# Needing Some Advice



## JrodBones (Jun 8, 2015)

I have posted in here a few times. My goals have changed a couple of times and I have ran into some roadblocks along the way. Now, after many years I think I have a plan of action and need some advice.

Quick background: work civilian probation, BS degree in security, Marine reserves, about 9 years, non-combat MOS (fuels and MCMAP instructor), NO deployments.

I want to switch over to the Army. I'm working with a recruiter for EOD in the guard. However, I am interested in SOF and always have been. So naturally I am heavily considering NG SF with the 19th Group out of CA.

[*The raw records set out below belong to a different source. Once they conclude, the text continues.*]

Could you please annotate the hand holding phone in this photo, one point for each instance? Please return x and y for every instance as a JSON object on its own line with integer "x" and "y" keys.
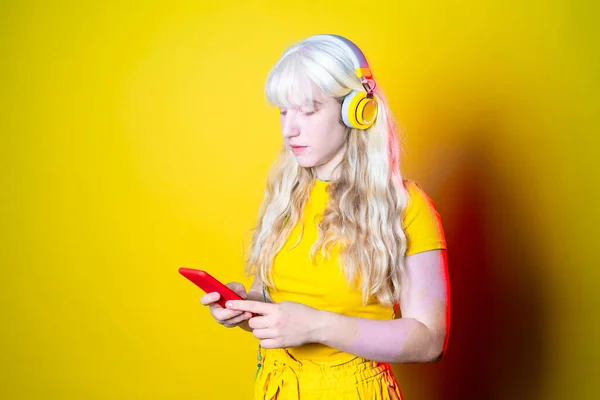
{"x": 209, "y": 284}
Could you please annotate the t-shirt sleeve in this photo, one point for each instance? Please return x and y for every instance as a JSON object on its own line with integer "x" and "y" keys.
{"x": 422, "y": 223}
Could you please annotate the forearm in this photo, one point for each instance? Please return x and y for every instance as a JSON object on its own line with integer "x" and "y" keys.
{"x": 404, "y": 340}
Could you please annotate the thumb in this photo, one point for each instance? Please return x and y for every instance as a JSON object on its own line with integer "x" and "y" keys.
{"x": 238, "y": 288}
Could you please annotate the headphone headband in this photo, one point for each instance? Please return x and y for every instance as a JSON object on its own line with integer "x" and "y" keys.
{"x": 361, "y": 65}
{"x": 359, "y": 109}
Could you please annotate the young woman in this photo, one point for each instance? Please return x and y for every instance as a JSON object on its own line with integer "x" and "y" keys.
{"x": 343, "y": 242}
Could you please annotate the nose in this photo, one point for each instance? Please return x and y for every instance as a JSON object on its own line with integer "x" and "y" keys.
{"x": 289, "y": 125}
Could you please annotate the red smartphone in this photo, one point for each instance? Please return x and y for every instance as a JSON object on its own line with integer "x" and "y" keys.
{"x": 209, "y": 284}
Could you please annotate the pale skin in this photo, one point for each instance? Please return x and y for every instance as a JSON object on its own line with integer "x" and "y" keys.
{"x": 420, "y": 335}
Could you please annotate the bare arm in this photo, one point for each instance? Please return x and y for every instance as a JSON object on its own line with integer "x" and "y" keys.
{"x": 421, "y": 334}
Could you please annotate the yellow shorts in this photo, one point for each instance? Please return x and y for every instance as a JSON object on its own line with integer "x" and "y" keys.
{"x": 282, "y": 377}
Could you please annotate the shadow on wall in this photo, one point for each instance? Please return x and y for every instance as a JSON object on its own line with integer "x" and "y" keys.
{"x": 496, "y": 347}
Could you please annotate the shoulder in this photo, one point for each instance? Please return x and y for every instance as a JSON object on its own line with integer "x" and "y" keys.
{"x": 421, "y": 221}
{"x": 418, "y": 201}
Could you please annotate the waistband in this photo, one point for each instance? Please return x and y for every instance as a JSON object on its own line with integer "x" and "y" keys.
{"x": 280, "y": 368}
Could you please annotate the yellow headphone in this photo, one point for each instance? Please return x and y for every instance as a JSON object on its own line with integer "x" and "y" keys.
{"x": 359, "y": 109}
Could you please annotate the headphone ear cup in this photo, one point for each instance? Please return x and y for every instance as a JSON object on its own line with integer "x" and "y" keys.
{"x": 359, "y": 111}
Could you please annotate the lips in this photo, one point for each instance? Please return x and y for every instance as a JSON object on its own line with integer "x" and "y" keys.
{"x": 298, "y": 149}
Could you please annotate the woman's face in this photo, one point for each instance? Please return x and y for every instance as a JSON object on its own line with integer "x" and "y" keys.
{"x": 316, "y": 136}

I am wondering if I should go all in and try my hardest at 18X or if it would be best for me and the unit to go EOD, get a little experience with a deployment  and THEN go for it??? Not to mention I know I need to improve my rucking and land nav skills and can do that for a year or less while in EOD then try to transfer. After talking with some guys here and at the unit I know deployments are not officially on the grading scale for selection; however, I feel that it may increase my chances and I'd have more to offer the team. But I could be wrong....so I'm seeking advice from guys who know firsthand.

Any info will help.

Thanks.


----------



## Viper1 (Jun 8, 2015)

JrodBones said:


> I have posted in here a few times. My goals have changed a couple of times and I have ran into some roadblocks along the way. Now, after many years I think I have a plan of action and need some advice.
> 
> Quick background: work civilian probation, BS degree in security, Marine reserves, about 9 years, non-combat MOS (fuels and MCMAP instructor), NO deployments.
> 
> ...



Let me save you from the resident bomb techs here: you're speaking about apples and oranges, and need to tread carefully.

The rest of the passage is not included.